# Sea Tow Insurance



## Dr J (Feb 27, 2012)

Just picked up a year of Sea Tow for $44.81 at Sam's club in Fort Walton for $44.81, had several left last night.


----------



## bowdiddly (Jan 6, 2010)

Man that is cheap, I thought I got a good deal at $99 earlier this year.


----------



## keithelder (Aug 1, 2016)

That is incredibly cheap. I think I paid $150 roughly.


----------



## bcahn (Jan 10, 2013)

Wth!!!!


----------



## Coastal Cowboy (Feb 12, 2012)

How much coverage do you get at that price?


----------



## WRXSTi0487 (Dec 19, 2016)

Where did they have these? I tried looking when I was down there and nobody seemed to know what I was talking about, I looked on the gift card racks and couldnt find anything.


----------



## WhyMe (Apr 21, 2013)

The date on the post is 10/2016. Old.
Whyme


----------



## WRXSTi0487 (Dec 19, 2016)

I was aware just trying to get information as they may restock if they carried them.


----------



## axman (May 11, 2011)

Just got boat insurance from BoatUS and cut premium in half from 1200 from progressive to 667. Already had Seatow that runs out in June was told to call back then and get towing service for 48 bucks.


----------



## Longbow (Jan 3, 2016)

sea tow went up again 179.00 now


----------



## Realtor (Oct 1, 2007)

my renewal is on my desk, I'll open it tomorrow....


----------



## OHenry (Apr 28, 2011)

I've had it for 12 years and used it once. Nine miles out.


----------



## Hangout (Sep 28, 2007)

Realtor said:


> my renewal is on my desk, I'll open it tomorrow....

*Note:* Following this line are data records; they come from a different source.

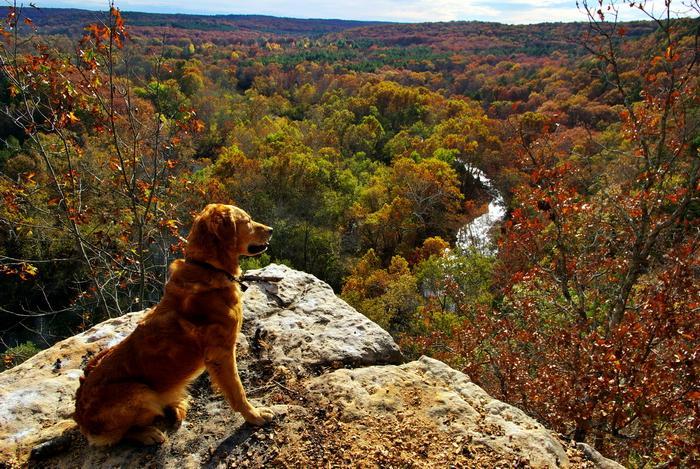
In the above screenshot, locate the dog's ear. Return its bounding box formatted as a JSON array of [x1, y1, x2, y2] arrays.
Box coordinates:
[[206, 206, 236, 240]]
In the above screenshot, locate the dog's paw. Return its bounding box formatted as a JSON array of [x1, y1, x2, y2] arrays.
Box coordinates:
[[244, 407, 275, 426], [165, 399, 190, 428], [126, 427, 166, 446]]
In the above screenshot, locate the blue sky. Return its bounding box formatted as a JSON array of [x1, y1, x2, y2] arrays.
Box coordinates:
[[25, 0, 684, 24]]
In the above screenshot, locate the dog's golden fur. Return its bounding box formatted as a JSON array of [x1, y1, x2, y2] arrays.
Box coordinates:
[[74, 204, 272, 445]]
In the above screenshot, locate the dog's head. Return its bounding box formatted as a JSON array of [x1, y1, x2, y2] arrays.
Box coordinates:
[[188, 204, 272, 256]]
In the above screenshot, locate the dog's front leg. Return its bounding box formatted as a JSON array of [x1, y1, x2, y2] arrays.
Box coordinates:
[[204, 347, 273, 425]]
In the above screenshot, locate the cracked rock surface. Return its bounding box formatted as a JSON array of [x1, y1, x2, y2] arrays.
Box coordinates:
[[0, 265, 619, 468]]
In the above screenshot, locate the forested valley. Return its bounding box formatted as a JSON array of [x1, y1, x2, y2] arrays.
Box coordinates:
[[0, 0, 700, 467]]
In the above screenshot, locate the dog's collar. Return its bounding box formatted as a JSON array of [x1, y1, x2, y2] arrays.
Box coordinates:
[[185, 259, 248, 291]]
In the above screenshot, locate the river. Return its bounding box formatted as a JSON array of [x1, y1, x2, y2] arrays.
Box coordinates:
[[457, 164, 506, 254]]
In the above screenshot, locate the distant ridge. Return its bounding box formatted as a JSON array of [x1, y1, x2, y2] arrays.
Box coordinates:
[[0, 6, 387, 36]]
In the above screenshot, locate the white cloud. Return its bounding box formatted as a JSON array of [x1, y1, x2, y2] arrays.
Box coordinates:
[[35, 0, 687, 24]]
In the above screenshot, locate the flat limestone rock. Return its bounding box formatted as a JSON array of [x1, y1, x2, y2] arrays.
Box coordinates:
[[300, 357, 571, 467], [244, 264, 402, 373], [0, 264, 401, 458], [0, 265, 615, 469]]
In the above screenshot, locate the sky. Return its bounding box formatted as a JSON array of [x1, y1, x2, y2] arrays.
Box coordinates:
[[27, 0, 688, 24]]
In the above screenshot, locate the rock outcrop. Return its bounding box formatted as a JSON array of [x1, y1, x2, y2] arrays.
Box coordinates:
[[0, 265, 619, 467]]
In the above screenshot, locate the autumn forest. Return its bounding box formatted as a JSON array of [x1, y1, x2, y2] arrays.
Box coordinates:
[[0, 0, 700, 467]]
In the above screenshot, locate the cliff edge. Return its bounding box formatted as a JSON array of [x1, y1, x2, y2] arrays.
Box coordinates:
[[0, 265, 621, 468]]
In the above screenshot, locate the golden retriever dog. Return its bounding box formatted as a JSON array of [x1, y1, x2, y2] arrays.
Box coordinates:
[[74, 204, 273, 446]]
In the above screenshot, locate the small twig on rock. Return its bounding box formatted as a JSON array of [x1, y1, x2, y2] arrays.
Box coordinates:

They were offering $50 off at the Wharf boat show yesterday.


----------



## Longbow (Jan 3, 2016)

Cool headed that way sunday thanks


----------



## Longbow (Jan 3, 2016)

Watch sea tow friday pull a bay boat off the beach on the island in that wind down by the fort


----------



## Mark Collins (Dec 27, 2012)

Longbow said:


> sea tow went up again 179.00 now


Just got my renewal in the mail 193.00 gold with trailer !


----------



## JoeyWelch (Sep 25, 2009)

Worth every dime!
http://www.pensacolafishingforum.com/f21/almost-home-758209/


----------